You can organize all processed videos into three levels: individual videos can form albums, and multiple albums can be grouped into categories. Videos within an album and albums within a category can be reordered by moving them up or down.

Click the button indicated by the red arrow in the image above to create new albums and categories.

The button to the left of the create button lets you batch manage video source bindings. If you, like me, prefer to keep local videos on a NAS, this feature should come in pretty handy.

The two buttons on the left are for importing and exporting course packages.

That’s right, it’s a sharing feature.

We don’t waste double tokens on the same video. You can export the proofread subtitles and generated learning map, then send them to your friends.

Note that the exported file is a small JSON package, like this:

https://share.playai.ren/d/the-ai-novice-and-the-ai-power-user-6.course-nav.json

(↑ This is a real course package—it’s the public course “AI Prompting for Everyone.” You can actually import it.)

If the original course video is an online video, the original link will be preserved. After your friend imports it, they can open it directly and see both the video and the learning map. However, if the original course video is a local or NAS video, the local or NAS path information will be removed by default. In that case, you’ll need the video source binding management feature mentioned earlier.

That covers most of the core features. For other details like the bilingual interface, model and download parameter configuration, and how to install it, you can check the README document on the project’s GitHub page.

Oh, right.

Just a heads-up: although this project is called the Video Learning Workbench, you can actually import other types of videos too, like product recommendations and buying guides:

Or you can import some weird videos that aren’t meant for learning. The AI will analyze them from a learning perspective, and you might end up with some strange yet interesting results. I’ll leave it to you to explore these kinds of creative uses.

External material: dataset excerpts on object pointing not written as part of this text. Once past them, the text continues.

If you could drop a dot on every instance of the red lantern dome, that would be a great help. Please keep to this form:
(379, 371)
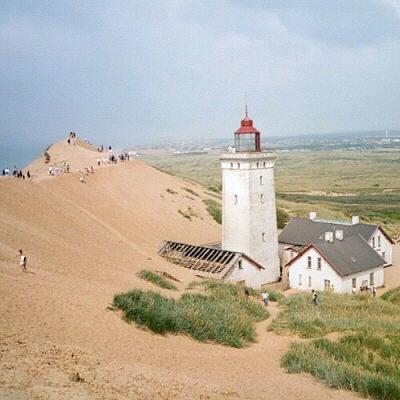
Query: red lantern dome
(247, 137)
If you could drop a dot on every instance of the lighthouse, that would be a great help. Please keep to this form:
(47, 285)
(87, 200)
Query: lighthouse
(248, 207)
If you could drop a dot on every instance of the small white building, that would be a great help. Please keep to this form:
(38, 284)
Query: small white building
(341, 264)
(322, 254)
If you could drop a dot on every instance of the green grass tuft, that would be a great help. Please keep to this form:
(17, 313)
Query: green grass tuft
(156, 279)
(366, 359)
(214, 209)
(222, 315)
(392, 295)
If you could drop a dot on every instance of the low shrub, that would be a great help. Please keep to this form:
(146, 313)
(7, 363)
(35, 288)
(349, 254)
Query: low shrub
(392, 295)
(366, 359)
(222, 315)
(191, 191)
(156, 279)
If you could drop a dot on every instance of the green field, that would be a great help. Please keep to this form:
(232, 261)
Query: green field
(335, 184)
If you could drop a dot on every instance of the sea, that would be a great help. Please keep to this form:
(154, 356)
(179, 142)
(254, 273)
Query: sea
(19, 155)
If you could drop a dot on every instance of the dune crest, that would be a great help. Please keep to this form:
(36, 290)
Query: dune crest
(85, 242)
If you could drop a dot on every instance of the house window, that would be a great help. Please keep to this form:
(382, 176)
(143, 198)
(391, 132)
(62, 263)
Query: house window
(371, 279)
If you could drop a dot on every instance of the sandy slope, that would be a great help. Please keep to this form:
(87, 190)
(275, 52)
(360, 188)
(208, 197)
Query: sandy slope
(85, 242)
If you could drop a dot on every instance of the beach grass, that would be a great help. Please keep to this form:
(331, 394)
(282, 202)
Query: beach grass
(158, 280)
(365, 357)
(223, 314)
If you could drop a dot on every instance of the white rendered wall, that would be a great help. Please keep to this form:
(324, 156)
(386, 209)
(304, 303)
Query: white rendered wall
(382, 246)
(341, 284)
(249, 209)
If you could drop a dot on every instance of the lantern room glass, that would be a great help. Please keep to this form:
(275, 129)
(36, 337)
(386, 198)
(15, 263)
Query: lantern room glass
(247, 141)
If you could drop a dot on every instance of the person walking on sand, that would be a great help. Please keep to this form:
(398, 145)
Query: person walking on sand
(22, 260)
(265, 297)
(314, 297)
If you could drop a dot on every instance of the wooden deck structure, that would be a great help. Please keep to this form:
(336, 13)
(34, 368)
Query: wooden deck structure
(206, 261)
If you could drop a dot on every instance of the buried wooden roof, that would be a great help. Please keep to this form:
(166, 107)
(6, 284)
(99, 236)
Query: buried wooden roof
(206, 261)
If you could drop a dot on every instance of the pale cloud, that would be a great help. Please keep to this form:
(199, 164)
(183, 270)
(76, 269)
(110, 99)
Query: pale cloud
(101, 67)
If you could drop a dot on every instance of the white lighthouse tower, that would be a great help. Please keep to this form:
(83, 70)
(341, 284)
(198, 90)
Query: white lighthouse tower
(248, 209)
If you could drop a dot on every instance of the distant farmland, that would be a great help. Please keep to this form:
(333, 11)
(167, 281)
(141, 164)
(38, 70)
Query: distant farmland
(336, 184)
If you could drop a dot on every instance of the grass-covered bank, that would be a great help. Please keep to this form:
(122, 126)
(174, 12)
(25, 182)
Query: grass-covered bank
(223, 314)
(366, 356)
(352, 182)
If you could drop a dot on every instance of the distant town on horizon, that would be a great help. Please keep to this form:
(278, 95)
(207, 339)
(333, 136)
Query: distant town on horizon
(363, 140)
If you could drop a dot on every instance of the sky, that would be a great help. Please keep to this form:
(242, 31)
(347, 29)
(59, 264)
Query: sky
(130, 72)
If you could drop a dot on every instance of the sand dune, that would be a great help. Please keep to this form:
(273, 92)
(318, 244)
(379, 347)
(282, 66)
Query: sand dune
(85, 242)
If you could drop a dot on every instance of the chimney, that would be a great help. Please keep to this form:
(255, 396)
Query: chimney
(339, 234)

Also, I actually built an iOS app for learning on the go. I use it on my iPad, and it looks like this:

This app strips out all the AI generation features. Its purpose is to connect to the Course Navigator server on your computer so you can browse existing videos and learning maps.

On top of that, it adds the ability to cache videos and learning maps to the iOS app and enable offline mode. In other words, this iOS app doesn’t support creating new video courses or generating new learning maps, but it can cache courses you’ve already imported and processed on your computer, and you can even view them without an internet connection.

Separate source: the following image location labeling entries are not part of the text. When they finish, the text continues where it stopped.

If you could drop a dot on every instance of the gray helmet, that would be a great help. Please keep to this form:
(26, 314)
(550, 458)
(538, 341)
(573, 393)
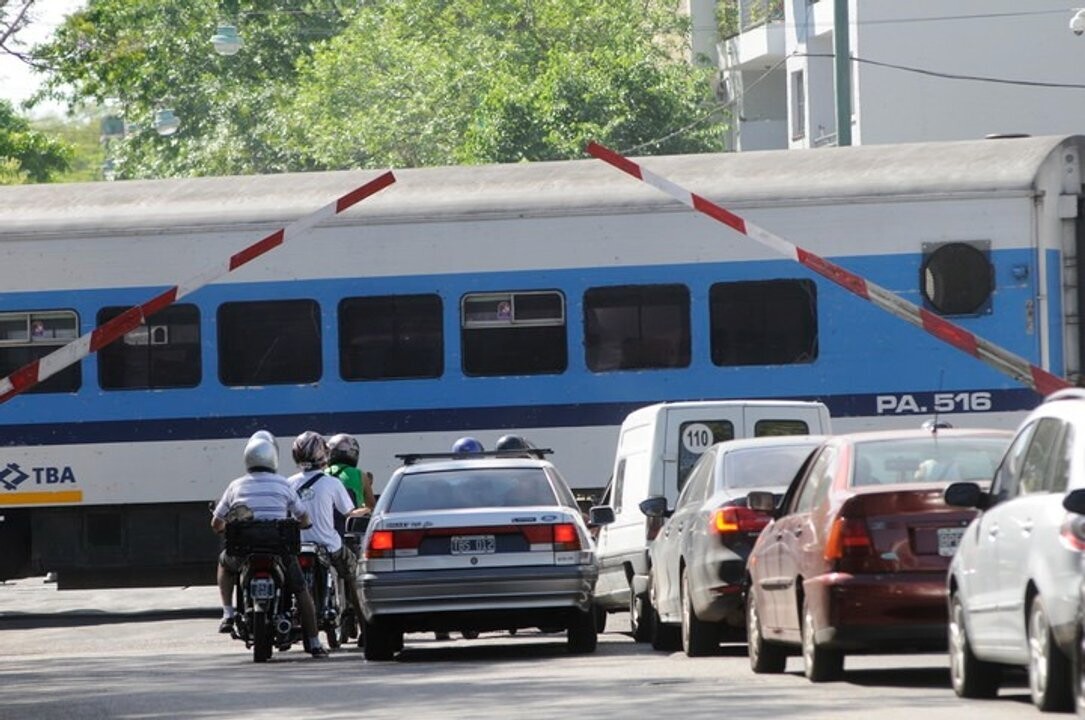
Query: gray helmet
(309, 450)
(343, 449)
(260, 454)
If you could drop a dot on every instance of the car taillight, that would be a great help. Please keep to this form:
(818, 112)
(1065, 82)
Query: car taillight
(561, 537)
(847, 538)
(1072, 532)
(736, 518)
(565, 537)
(386, 543)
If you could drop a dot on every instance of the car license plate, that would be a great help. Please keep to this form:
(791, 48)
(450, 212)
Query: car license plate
(473, 544)
(262, 588)
(948, 539)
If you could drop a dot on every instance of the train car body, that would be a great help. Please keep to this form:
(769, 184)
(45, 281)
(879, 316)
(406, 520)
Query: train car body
(547, 299)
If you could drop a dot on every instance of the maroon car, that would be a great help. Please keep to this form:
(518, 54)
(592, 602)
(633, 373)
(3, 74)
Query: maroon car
(855, 557)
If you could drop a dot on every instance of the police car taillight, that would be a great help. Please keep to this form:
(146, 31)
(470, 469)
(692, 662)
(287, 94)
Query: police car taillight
(385, 543)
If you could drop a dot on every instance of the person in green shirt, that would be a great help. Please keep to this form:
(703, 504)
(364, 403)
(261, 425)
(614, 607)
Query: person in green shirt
(343, 453)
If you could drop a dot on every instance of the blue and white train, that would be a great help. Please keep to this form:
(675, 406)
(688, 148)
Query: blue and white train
(547, 299)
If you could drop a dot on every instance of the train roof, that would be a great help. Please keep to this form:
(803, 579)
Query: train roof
(554, 188)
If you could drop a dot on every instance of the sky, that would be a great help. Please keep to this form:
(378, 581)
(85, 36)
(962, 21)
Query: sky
(16, 80)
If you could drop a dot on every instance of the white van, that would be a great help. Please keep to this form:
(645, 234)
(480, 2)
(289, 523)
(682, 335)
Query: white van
(656, 448)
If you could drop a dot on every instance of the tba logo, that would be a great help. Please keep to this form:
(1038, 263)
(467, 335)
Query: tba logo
(12, 476)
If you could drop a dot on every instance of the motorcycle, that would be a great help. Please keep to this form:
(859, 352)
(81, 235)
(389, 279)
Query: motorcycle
(265, 609)
(326, 589)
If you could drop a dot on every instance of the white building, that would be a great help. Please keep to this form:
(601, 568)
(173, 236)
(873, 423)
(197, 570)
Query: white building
(921, 69)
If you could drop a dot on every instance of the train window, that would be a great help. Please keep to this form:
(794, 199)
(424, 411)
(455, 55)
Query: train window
(26, 336)
(163, 351)
(392, 336)
(636, 326)
(513, 333)
(269, 343)
(763, 322)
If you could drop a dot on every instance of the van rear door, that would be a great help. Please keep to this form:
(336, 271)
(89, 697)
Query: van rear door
(689, 433)
(811, 419)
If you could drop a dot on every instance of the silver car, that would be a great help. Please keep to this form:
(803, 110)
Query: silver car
(1013, 582)
(697, 577)
(476, 544)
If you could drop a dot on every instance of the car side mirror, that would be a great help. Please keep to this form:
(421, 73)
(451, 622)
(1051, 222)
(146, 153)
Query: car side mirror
(762, 501)
(965, 495)
(654, 506)
(600, 515)
(357, 524)
(1075, 501)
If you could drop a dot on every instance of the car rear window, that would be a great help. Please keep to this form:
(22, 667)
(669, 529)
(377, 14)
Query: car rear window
(501, 487)
(927, 460)
(764, 467)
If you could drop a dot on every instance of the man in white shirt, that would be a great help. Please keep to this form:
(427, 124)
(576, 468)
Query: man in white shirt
(263, 493)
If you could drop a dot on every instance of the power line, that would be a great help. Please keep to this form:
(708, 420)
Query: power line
(948, 76)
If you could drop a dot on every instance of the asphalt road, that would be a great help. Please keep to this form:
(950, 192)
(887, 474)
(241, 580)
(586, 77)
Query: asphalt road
(154, 654)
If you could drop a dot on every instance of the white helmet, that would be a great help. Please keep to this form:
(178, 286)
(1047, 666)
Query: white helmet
(260, 454)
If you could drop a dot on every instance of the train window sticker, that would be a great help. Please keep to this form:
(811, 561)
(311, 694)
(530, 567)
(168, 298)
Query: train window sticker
(29, 335)
(162, 354)
(521, 333)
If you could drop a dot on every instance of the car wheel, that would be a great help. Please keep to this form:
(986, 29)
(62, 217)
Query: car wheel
(698, 638)
(641, 615)
(1048, 667)
(819, 664)
(582, 637)
(971, 678)
(764, 657)
(381, 641)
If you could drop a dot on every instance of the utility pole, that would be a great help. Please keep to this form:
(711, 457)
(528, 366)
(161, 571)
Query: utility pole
(842, 71)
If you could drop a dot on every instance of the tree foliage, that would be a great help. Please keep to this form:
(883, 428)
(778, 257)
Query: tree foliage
(385, 82)
(28, 155)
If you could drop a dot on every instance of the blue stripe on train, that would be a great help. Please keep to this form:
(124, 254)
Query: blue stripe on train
(921, 402)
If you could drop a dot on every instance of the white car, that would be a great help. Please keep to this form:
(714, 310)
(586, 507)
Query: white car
(479, 542)
(1013, 582)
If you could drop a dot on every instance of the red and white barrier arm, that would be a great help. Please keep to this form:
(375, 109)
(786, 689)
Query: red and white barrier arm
(46, 367)
(1003, 360)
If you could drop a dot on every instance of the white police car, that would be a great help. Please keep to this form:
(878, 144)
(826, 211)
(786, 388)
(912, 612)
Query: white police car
(490, 541)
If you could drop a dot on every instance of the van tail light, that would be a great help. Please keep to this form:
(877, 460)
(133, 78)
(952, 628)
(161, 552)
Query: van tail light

So learning is no longer bound by location—whether you want to study lying down or lounging around, it’s entirely up to you.

However, unlike the Mac app, the iOS app can’t be packaged and distributed to others without a developer account. If you find it useful, you can have Codex or Claude Code build the app from source and install it on your own device:

https://github.com/Liu-Bot24/course-navigator/tree/codex/ipad-ios-app

Summer break is here—happy learning!